Zebrafish in the wild are found in the Ganges River and in rice paddies in India and Burma. The late George Streisinger, a researcher at the University of Oregon, is widely considered to be the founding father of zebrafish development and genetic research.

Zebrafish are hardy and can tolerate fluctuations in water temperature. They prefer water that's 28 degrees C, with 14 hours of daylight and 10 hours of darkness. The room temperature in the zebrafish facility is a constant 82 degrees.

UMaine's zebrafish facility was started in 1999 with 250 zebrafish purchased from the University of Oregon, home of the Zebrafish International Resource Center. The brood stock was from a specially bred scientific line called AB. Today, the UMaine facility houses more than 40,000 zebrafish. They are kept in 648 small or 56 large tanks.

Research assistant Mark Nilan manages UMaine's zebrafish facility. The native of Nebraska studied aquaculture at UMaine, conducting research at the Center for Cooperative Aquaculture Research in Franklin. He joined the zebrafish lab in 2003 and helped design its intricate system that pumps UV-sterilized water to the self-cleaning, recirculating tanks. The water and filtration system are computer monitored, with a backup generator in case of power outage.
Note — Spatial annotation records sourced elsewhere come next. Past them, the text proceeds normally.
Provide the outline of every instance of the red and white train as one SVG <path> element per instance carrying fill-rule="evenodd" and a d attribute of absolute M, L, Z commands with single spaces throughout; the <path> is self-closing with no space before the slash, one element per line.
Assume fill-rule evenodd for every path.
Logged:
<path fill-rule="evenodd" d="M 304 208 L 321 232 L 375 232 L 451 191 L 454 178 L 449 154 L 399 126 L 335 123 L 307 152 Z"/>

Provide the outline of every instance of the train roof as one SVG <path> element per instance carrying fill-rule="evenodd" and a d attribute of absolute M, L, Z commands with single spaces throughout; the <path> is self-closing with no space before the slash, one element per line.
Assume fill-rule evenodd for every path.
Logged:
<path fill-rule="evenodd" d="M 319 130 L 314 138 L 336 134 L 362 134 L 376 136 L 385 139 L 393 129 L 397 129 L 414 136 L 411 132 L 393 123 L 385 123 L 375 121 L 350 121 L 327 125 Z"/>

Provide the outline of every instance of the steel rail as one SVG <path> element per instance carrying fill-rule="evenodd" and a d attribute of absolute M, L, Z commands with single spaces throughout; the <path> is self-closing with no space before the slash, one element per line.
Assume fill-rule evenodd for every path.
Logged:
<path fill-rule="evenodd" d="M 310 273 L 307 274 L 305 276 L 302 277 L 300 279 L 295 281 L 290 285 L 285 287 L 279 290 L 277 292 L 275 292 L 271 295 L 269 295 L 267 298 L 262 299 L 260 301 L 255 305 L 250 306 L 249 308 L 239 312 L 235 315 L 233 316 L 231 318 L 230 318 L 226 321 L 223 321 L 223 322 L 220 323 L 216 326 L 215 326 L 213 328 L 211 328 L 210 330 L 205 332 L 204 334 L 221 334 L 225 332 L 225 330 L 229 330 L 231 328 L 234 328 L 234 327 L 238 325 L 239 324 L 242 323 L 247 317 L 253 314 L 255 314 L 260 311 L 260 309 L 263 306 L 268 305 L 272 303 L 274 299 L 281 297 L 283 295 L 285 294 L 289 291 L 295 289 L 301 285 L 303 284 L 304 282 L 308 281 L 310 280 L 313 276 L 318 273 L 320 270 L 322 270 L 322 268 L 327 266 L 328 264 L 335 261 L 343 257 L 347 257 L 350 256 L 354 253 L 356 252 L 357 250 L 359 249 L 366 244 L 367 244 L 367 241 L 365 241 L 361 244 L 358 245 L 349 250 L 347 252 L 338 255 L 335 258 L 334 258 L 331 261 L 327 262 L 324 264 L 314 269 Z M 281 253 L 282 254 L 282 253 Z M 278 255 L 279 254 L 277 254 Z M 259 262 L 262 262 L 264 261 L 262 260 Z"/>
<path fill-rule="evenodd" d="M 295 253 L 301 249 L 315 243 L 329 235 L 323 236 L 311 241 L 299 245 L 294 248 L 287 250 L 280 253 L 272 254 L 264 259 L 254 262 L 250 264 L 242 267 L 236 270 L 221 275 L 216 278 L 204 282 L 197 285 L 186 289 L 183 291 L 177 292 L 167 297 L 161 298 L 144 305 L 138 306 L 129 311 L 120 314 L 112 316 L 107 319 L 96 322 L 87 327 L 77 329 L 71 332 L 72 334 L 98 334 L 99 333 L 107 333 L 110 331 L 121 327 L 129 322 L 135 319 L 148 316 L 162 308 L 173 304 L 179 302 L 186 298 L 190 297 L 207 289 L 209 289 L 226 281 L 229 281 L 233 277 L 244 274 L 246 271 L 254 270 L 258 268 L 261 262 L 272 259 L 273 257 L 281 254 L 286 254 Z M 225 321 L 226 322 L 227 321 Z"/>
Zebrafish are vertebrates with a less complex immune system than that of mammals, yet they have comparable structure. Scientists at UMaine are trying to identify factors that influence regulation of the innate immune response, focusing primarily on the molecular activity of what's called the Toll signaling pathway that goes into motion at the first sign of infection. Ultimately, researchers hope to learn enough about the innate immune response and its role in adapted immune response to begin to develop methods for intervention that can be applied to mammals and fish.

Zebrafish make good models for studying aspects of mammalian and fish health because they reproduce and grow rapidly, and embryos are easily manipulated and propagated. Females can lay up to 300 eggs a week. Embryonic development inside each of the transparent eggs can be viewed under a microscope. Zebrafish grow from a single cell to a fish-shaped organism within 24 hours of fertilization; baby fish called fry hatch within 72 hours.